Monday, October 24, 2005


Hey all;

Last night we had an impromptu (read: unexpected) flash of genius in the tenpura pan. E was tired and didn't want to cook but she mentioned wanting zucchini. When I was a young'un I hated zucchini more than anything, but now I like it fine. Still, I wasn't up for just making some sort of stir-fry with them. I looked in the cabinet for my old friend, and there it was staring back at me on the first shelf...tenpura batter. Aaaaah yeah.

Now, the secret to good tenpura (aside from using a good oil such as peanut) is of course in the batter. You have got to keep that stuff cold if you want the finished product to have those little waving arms of crispy batter that they do in the restaurants. Thanks to Yoko for pointing this out to me. Now I keep my batter in the freezer when I'm not dipping into it, and I also have an ice cube in the mix just to help it along. Change the ice cube regularly to prevent the batter from thinning. Another measure of prevention against this (since the vegetables you're going to be cooking will be wet too) is to make the batter a bit stiff in the first place so it can handle the extra H2O.
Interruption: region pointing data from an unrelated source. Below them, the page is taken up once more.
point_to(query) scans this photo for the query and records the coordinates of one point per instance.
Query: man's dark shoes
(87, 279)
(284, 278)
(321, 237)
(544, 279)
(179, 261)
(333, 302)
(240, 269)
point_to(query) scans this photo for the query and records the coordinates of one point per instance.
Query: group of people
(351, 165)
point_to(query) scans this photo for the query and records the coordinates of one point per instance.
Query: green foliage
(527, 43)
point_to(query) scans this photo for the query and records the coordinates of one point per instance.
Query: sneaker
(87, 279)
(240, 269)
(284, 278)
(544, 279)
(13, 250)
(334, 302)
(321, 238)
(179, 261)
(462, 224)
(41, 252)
It's no stroke of genius to take out vegetables and start battering and frying them. Naturally I cut up a homegrown kabocha and threw that in the mix, also present was an onion and the aforementioned zucchini. What was the real kicker though was that I started tenpura-ing halved serrano and jalapeño peppers. E was like to die when they came out; I think she ate more peppers than zucchini. I have tenpurad several uncommon vegetables and I would like to propose a CaliforniAsian fusion dish starring several of these: Gilroy elephant garlic, Santa Barbara Haas avocados, SoCal's Kabocha (yes, it's where Japan gets its Kabocha from) and the central valley's own Jalapeño peppers. For a base why not eat it with some Californian-grown hinode or calrose Japanese short grain rice?
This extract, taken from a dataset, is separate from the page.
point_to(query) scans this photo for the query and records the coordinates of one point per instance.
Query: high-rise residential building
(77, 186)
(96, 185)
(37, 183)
An orthographic note: why am I writing it t-e-n-pura, you might ask? Don't Japanese restaurants spell it "tempura"?
You are correct. However, this is what I'd like to call an orthographic representation of an articulatory assimilative event. See, the word 'tenpura' is made up of two Chinese characters that the Japanese have appropriated for their own use: Ten ('heaven') and Pura (I believe it is a shortened form of "abura", 'oil', changing to /p/ from /b/ in a devoicing assimilation to the T...but I digress). So when you are saying 'tenpura', even when you attempt to say it with an N- sound, the various parts of your mouth begin to anticipate the bilabial P- sound you are about to make, and turn the N into another bilabial, M.

Anyways, the original pun was meant to convey that this tenpura gets a 10 from the American judges. Just ask Dr. Science.

Thursday, October 06, 2005

be very quiet...I'm hunting rillettes...

Your host has been most busy of late. I'm just stopping in to talk about the yorkshire puddings we made last night with some rabbit rillette from the fatted calf. God DAMN but they were good. E tried to insist that we only make 4 of the dozen puddings with rillette, but I persisted and we did 6/12 of them with it. She ended up eating two of the rillette ones because they were FAR SUPERIOR to butter. We still have to try manteca some time.

We polished off the puddings while watching the castle battle scene from Army of Darkness. Good times.